Chapitre 2 : Les courses pour l’école
Pour faire ses courses, j’alla me rendre dans un petit village du nom de Trouperduland. C’est un petit coin où l’on vend tous les accessoires pour le foot Ayant fait ses courses aidé d´un homme nommé Toby, un elfe de maison (prtèges-tibias, maillots, ballons). Il rentra d’abord dans un joli magasin avec des fleurs suyr les fenêtres. Psymon rentra dans ce magasin, où il fut émerveillé : ici, plein de garçons, plus ou moins grands, prenaient leurs affaires. JE vis un garçon, du nom de Milan-Ac, en testant son ballon, trébucha dans l’escalier d’à côté. Emerveillé, j’étais tout surpris. Même au décathlon géant de Paris y’avait pas ça. Dans la rue d’en face, je m’apporchis, et je vis tout une galerie de magasins pour la magie. En rentrant d’en l’un d’eux, je vis tu : des ballons vollants, des baguettes magiques, et même des jeux d’échecs violents et réalistes(en général, cela finissait par une petite baston enter les 2 joueurs, à coup d’échéquier). Ayant fini ses courses, je me dirigeais vers la gare. Mais le train sortit de la voie qui lui était réservée, heurta quelques élèves qui finirent écrabouillées contre le mur. Je reconnus un certain Zlati que j’avasi rencontré auparavant. En fait, j’étais tout content, car ce dernier m’énervait avec ses discours intellectuels ! Psymon alla se rendre à l´école en avion. Ce dernier subit un petit crash : en effet, le conducteur, ayant vu Paris Hilton en haut d´une montagne comme un mirage, a perdu le contrôle de son avion ! Rien de grave pour notre héros, qui s´en tire aisémment Par contre, le pilote, le pauvre… Paix à son âme.

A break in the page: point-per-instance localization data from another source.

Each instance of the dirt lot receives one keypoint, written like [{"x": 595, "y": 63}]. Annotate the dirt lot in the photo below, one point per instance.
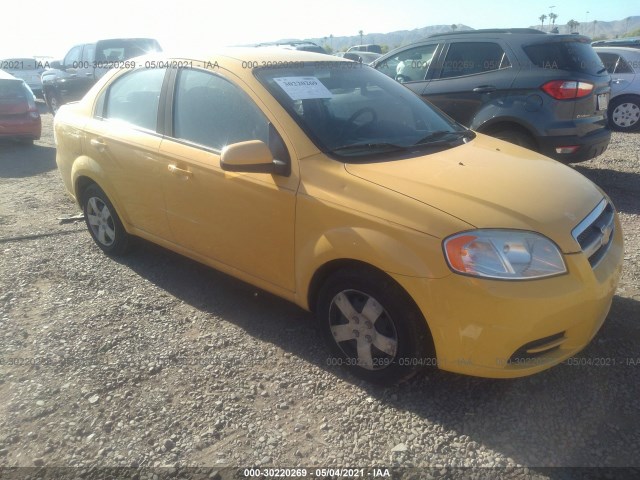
[{"x": 155, "y": 361}]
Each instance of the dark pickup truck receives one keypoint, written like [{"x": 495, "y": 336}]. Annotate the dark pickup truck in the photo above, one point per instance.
[{"x": 69, "y": 79}]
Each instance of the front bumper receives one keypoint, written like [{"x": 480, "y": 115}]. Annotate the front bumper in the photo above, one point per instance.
[{"x": 484, "y": 327}]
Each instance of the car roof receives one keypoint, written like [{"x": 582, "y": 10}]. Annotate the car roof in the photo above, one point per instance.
[
  {"x": 492, "y": 31},
  {"x": 620, "y": 50},
  {"x": 259, "y": 55},
  {"x": 7, "y": 76}
]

Chapitre 3 : La prestigieuse école de Footeuxland… Pas si prestigieuse que ça !
A mon arrivée de l’école, je remarquais que la prestigieuse école de Footeuxland dont on m’avait parlé, avec ses magnifiques murailles et ses couleurs magnifiques, n’étaient rien d’autre que des vieux murs délabrés, où poussait de la mousse qu’on trouve sur les arbres. Une brique me manqua de près ! Et vive la publicité mensongère.

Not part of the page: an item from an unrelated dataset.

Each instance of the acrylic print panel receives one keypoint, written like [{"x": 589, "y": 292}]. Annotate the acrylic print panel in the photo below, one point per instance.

Arrivé dans le château, je remarquais que des élèves se rongeaient les ongles à l’idée de rentrer dans une maison. Un jeune homme, de 2ème année ayant redoublé, me guida dans la château. Il était dans la maison de Marseille. Je ne me souviens plus de son nom. Il porte souvent le maillot de Liverpool, ploqué Steven Gerrard, mais tout le monde l’appelle Stevie-Gerrard. C’était un garçon imposant, assez grand, une tonne de boutons sur la tête, et qui avait une obsession constante pour la bouffe… Bah, du moment qu’il est sympa. En montant les escaliers, je croisis un graçon nommé Svinkels se battant avec des petits Marseillais. Je regardis cet homme et s´en alla. Une mauvaise bouille, que je reverrais souvent plus tard, et dont je savais déjà qu’il ne serait pas mon meilleur ami. Dans ce monde bizarre, entre la magie et le foot, il y avait des fantômes qui trainaient entre les murs Je restis debout, et je décida d’écouter le vieux monsieur barbu parler. Stevie me déclara que c’était le directeur. Tout le monde l’appelait 951992, car c’était un homme qui s’y connaissait drôlement en la matière. Tout le monde l’appelait comme ça depuis des générations, qu’on avait oublié son nom… Lui aussi d’ailleurs. J’en arrivais à me demander si ça n’était pas son âge, ou la longueur de sa barbe en kilomètres… Bah, voilà ce qu’il disait.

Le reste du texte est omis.